A. Schwarz, The Complete Works of Marcel Duchamp, vol. II, New York, 1997, pp. 787-788, no. 523a.
P. Hulten, ed., Marcel Duchamp: Work and Life, Boston, 1993, p. 147, no. 1:3 (illustrated in color).
Exhibited
London, Tate Gallery, The Almost Complete Works of Marcel Duchamp, June-July 1966, p. 74, no. 172 (illustrated).

Lot Essay

This work has been authenticated by Mme Jacqueline Matisse Monnier and the Association Marcel Duchamp.

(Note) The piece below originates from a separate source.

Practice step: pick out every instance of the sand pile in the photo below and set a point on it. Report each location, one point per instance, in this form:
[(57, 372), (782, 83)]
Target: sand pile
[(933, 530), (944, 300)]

In 1946, André Breton began plans for another international Surrealist exhibition, along the lines of those he had organized in 1938 in Paris, and in 1942 in New York. As for those two earlier shows, he enlisted Duchamp's help, who, among other things, agreed to design the cover of the catalogue. He decided that it should feature the image of a woman's bare breast encircled by a swathe of black velvet fabric bearing the provocative title PRIÈRE DE TOUCHER [Please touch], a request that was emblazoned in capital letters on a label attached to the back cover. For the regular edition, a black-and-white photograph of this subject was prepared in accordance with Duchamp's instructions by Rémy Duval (1907-1984), a photographer from Rouen best known for a book of nudes published in Paris in 1936 (R. Duval, 28 Études de Nus, Paris, 1936. Duval was also known for his photographs of artists in their studios, and later for his book Colmar, de las victoire á la liberation de Paris, 1945). For the deluxe edition, actual foam-rubber falsies were painted and glued to a light-pink cardboard cover by Ducahmp with the assistance of the Italian-born American painter Enrico Donati. "By the end we were fed up but we got the job done," Donati later recalled. "I remarked that I had never thought I would get tired of handling so many breasts, and Marcel said: 'Maybe that's the whole idea'" (J. Gough-Cooper & J. Caumont, "Ephemerides," entry for 5/17/47, quoted in P. Hulten, ed., Marcel Duchamp, Cambridge, 1993). Approximately a year later, when a copy of this catalogue was sent through the mails from Paris to Geneva, it was confiscated by the authorities, "not because of its contents, but [because] of its cover, which is considered 'immoral'" (Ibid.). This example is exceptional, for it was signed by Duchamp.